I see translation as a vitally important activity in today’s world but I do not see it as straightforward linguistic transfer, rather as a complex process of negotiation between languages and cultures. I have always argued for the status of the translator to be recognised and am delighted that as programmes in Translation Studies and now also World Literature proliferate,so the importance of translation is beginning to be recognised.
In the 1990’s Andre Lefevere and I pioneered what has come to be called ‘the cultural turn’. This led on to work in translation and postcolonialism (my book Translation and Postcolonialism Theory in Practice co-edited with Harish Trivedi came out in 1999) and I have been for many years involved in the editing of a translation series with Routledge and then with Multilingual Matters , also with several translation journals. In 2009 my monograph, co-written with Esperança Bielsa on Translation and Global News was published by Routledge, the result of a 3 year Arts and Humanities Research project investigating translation in global news media.

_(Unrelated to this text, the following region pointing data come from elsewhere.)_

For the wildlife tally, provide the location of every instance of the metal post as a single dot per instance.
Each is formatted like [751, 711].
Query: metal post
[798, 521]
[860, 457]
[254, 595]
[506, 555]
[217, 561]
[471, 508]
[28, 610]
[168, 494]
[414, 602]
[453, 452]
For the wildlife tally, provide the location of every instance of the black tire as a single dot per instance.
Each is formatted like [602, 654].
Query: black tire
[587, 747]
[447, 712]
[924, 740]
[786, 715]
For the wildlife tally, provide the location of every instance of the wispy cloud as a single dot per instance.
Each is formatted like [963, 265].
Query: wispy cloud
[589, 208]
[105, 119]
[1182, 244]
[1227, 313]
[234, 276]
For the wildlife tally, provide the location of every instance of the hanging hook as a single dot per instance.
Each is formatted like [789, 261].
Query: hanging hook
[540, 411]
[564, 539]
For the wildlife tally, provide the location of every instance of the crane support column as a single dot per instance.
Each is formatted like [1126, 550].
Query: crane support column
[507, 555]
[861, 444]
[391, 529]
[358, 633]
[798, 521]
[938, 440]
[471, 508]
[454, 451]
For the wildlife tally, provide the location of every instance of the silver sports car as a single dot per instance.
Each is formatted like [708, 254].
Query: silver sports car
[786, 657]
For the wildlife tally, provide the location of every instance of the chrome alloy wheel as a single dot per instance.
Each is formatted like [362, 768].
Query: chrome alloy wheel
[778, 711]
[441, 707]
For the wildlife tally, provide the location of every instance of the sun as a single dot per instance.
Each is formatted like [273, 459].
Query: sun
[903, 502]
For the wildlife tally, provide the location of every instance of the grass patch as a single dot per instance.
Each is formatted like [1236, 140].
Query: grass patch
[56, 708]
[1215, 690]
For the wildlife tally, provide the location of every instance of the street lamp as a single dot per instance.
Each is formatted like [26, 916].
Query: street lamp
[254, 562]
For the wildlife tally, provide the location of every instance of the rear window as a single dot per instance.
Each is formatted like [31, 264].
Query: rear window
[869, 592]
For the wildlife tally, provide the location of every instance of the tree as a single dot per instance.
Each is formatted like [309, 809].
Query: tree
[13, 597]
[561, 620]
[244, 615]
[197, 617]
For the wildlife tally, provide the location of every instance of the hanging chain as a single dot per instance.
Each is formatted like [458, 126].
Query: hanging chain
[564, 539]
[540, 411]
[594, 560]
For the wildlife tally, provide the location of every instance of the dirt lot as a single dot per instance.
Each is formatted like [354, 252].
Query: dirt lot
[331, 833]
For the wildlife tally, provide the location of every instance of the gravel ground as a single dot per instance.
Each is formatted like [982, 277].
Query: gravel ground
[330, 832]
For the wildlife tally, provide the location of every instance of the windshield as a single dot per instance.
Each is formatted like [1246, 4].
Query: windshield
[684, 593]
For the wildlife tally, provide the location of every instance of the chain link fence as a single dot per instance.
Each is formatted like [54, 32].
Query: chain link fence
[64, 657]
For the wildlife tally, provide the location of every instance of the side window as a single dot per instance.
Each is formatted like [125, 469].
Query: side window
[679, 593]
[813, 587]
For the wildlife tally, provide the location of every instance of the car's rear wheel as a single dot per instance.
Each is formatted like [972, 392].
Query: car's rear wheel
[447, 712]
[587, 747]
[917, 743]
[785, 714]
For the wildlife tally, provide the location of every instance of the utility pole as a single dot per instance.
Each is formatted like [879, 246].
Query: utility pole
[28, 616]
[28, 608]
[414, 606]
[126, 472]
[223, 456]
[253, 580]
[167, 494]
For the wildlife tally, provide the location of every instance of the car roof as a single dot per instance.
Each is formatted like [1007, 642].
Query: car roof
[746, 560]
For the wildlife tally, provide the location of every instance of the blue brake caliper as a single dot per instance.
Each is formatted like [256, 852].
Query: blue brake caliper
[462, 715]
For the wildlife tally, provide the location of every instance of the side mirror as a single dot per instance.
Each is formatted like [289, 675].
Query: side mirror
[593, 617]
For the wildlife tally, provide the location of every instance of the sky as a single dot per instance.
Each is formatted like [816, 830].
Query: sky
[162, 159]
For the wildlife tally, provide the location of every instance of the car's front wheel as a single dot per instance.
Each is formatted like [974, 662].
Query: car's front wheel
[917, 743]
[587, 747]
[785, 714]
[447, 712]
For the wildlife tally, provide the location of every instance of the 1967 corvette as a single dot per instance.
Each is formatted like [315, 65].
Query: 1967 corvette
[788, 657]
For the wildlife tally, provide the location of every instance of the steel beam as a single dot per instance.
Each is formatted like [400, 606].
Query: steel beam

Recent PhDs supervised include:
• Translating Cyberspace: Participations, Mobilisation and Subversion
• A Critical Study of the Reception and Translation of the Poetry of Wang Wei in English
• Reconstructing Homer: English Translations of the Iliad and Odyssey between 1850-1950
• Translating Film Dialogue: English Subtitling in Taiwanese Film
• Translation in Advertising: Marketing Cars in Italy and the UK since the 1980s
• “Arising from the depths” (Kipala): A Study of Belarusian Literature in English Translation
• Sacred Impulses, Sacrilegious Worlds: Post/Secular Intimations in Graham Greene and Naguib Mahfouz
I am particularly interested in research on translation and its role in world literature, translation for the theatre, translation and culture, translation as shaping force in literary history and translation and memory. Having just joined the board of the World Literature Institute, I am committed to further study of the role of translation in the growth and development of literary systems around the world.,
Susan Bassnett was educated in Denmark, Portugal and Italy, acquiring various languages in childhood. She established postgraduate programmes in Comparative Literature and then in Translation Studies at the University of Warwick where she also served twice as Pro-Vice-Chancellor. She continues to lecture and run workshops around the world and her current research is on translation and memory. She is an elected Fellow of the Institute of Linguists, elected Fellow of the Royal Society of Literature and a Fellow of the Academia Europaea. In recent years she has acted as judge of a number of major literary prizes including the Times/Stephen Spender Poetry in Translation Prize, the Independent Foreign Fiction Prize and the IMPAC Dublin prize. She is also known for her journalism, translations and poetry.